The Seeds' best known track is "Pushin' Too Hard", their second single. To get a copy of this, you had to buy "Evil Hoodoo", the compilation Best Of compiled by Bam Caruso and release in 1988. This album was still kicking around HMV et al. a few years later which is where I picked it up. They also released "Pushin' Too Hard" as a single but I never saw that on my trawls through the record shops.

The Seeds' singles were an eclectic mix which reflected the era in which they recorded. "Evil Hoodoo" references some of the more quaint themes of the late 60s bucolic psychedelic idyll: "Mr Farmer" in particular is an odd eulogy to the growing of beans. Perhaps these were magic beans. Perhaps they were just tasty legumes. The main thrust of the album is a concatenation of libidinous quasi-Stones tracks with single entendre titles including "Rollin' Machine", "Satisfy You" and the much sought after "Pushin' Too Hard". Listening to this last after a gap of a few years, the track still sounds fresh, if a bit like the theme tune to an old matinée Western, particularly the "Tooo haaarrd" backing singers. Other quite leaden themes on the record, which were probably quite daring in the day, include obligatory drug references (what on earth could "Tripmaker" refer to?) and bohemian free love lifestyle-type songs ("Up in Her Room", "Pictures and Designs").

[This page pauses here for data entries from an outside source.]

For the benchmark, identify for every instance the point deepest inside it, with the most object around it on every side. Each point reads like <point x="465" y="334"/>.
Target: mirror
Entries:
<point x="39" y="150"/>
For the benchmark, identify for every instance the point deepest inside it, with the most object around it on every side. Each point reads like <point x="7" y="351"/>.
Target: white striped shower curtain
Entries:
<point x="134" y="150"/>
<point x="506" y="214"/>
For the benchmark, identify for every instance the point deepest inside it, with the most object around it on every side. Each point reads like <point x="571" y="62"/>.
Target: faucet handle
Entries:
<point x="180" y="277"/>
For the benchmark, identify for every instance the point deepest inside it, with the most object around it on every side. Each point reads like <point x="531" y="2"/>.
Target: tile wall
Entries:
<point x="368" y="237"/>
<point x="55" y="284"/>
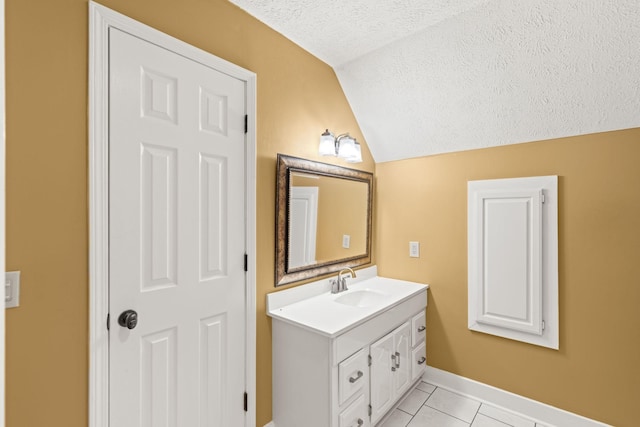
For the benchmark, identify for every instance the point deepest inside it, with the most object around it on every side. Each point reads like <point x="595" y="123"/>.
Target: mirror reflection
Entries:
<point x="323" y="218"/>
<point x="326" y="219"/>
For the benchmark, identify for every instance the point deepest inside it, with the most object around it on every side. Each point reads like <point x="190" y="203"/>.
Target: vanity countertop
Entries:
<point x="322" y="314"/>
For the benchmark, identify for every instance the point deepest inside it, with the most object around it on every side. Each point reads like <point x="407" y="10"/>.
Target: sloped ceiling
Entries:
<point x="429" y="77"/>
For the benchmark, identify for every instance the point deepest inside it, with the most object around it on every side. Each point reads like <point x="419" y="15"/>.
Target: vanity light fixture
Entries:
<point x="343" y="146"/>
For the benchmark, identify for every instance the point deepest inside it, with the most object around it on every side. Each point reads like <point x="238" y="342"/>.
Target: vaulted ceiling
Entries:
<point x="427" y="77"/>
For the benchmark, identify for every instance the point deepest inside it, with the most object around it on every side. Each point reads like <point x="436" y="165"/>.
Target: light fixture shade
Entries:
<point x="357" y="157"/>
<point x="327" y="145"/>
<point x="347" y="148"/>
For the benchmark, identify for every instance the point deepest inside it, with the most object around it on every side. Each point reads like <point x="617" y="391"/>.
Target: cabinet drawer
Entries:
<point x="418" y="328"/>
<point x="356" y="414"/>
<point x="418" y="360"/>
<point x="353" y="374"/>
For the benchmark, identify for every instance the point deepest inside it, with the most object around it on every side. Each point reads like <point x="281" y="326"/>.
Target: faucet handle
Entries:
<point x="335" y="285"/>
<point x="344" y="284"/>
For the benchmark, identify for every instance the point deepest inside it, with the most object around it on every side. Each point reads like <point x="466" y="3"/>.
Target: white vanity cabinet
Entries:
<point x="350" y="375"/>
<point x="390" y="370"/>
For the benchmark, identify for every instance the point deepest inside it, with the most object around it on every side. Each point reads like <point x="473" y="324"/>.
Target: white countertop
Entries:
<point x="321" y="314"/>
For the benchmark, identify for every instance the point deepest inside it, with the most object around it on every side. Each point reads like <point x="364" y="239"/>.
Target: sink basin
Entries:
<point x="362" y="298"/>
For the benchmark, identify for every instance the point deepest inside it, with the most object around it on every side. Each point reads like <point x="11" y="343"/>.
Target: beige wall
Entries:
<point x="47" y="226"/>
<point x="596" y="372"/>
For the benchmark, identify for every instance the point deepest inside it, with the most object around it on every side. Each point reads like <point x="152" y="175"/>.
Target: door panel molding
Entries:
<point x="101" y="19"/>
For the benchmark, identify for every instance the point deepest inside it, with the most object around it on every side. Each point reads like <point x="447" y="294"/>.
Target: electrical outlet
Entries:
<point x="12" y="289"/>
<point x="414" y="249"/>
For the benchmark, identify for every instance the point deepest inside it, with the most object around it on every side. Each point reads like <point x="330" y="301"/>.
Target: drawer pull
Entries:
<point x="356" y="378"/>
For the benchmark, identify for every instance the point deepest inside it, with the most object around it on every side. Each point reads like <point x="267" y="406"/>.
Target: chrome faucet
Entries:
<point x="340" y="284"/>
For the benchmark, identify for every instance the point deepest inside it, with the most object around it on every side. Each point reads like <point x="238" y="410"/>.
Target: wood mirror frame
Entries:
<point x="286" y="165"/>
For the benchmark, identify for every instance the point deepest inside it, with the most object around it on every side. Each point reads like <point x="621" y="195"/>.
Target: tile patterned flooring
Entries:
<point x="431" y="406"/>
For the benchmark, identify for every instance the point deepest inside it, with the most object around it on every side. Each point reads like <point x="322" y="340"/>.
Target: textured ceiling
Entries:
<point x="338" y="31"/>
<point x="431" y="77"/>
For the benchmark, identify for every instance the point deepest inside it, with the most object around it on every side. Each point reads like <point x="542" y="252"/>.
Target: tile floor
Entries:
<point x="431" y="406"/>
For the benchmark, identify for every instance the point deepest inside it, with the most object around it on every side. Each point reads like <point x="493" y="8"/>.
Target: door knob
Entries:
<point x="128" y="319"/>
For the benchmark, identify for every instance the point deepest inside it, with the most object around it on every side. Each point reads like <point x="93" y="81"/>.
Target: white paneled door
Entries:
<point x="176" y="239"/>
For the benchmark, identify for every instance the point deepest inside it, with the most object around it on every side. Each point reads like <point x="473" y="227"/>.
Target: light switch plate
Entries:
<point x="414" y="249"/>
<point x="12" y="289"/>
<point x="346" y="241"/>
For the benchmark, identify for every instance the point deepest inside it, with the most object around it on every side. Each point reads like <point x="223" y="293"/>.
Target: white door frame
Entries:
<point x="2" y="205"/>
<point x="100" y="20"/>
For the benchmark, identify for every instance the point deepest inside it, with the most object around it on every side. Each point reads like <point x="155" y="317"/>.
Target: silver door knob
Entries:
<point x="128" y="319"/>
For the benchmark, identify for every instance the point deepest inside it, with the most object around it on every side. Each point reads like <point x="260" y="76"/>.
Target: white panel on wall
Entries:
<point x="513" y="266"/>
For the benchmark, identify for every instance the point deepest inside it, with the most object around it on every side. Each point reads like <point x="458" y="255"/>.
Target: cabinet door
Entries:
<point x="402" y="352"/>
<point x="356" y="415"/>
<point x="382" y="391"/>
<point x="353" y="374"/>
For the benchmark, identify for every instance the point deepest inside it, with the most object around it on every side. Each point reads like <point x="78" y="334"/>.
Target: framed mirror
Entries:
<point x="323" y="219"/>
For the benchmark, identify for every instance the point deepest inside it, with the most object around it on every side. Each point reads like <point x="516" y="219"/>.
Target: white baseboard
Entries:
<point x="528" y="408"/>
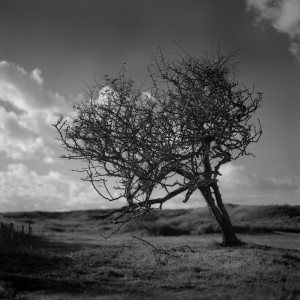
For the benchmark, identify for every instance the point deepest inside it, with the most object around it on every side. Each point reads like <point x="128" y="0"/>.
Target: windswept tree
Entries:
<point x="150" y="146"/>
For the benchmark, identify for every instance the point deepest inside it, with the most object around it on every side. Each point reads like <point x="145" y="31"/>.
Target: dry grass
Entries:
<point x="126" y="269"/>
<point x="70" y="260"/>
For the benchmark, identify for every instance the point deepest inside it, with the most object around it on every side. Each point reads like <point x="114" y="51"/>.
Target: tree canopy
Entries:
<point x="169" y="139"/>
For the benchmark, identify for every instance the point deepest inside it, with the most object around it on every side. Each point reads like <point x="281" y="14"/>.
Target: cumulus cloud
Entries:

Overall, the album still sounds pretty good. Some tunes remain fantastic but of their time and I've no problem with that. In my mind, the Seeds always suffered in comparison with the Elevators, both in terms of the music and the myth: Roky was always more "out there", the Elevators' albums were always denser and more numerous, and the influences on later music were always more profound and explicit. Despite this, in my opinion, the Seeds remain an influential band from the later psychedelic era... and Sky's band had a way cooler name than Roky's.

Check out the "Pushin' Too Hard" video on You Tube. Sky Saxon may not have had the breadth of Roky Erikson's writing talent, but boy did he have better hair.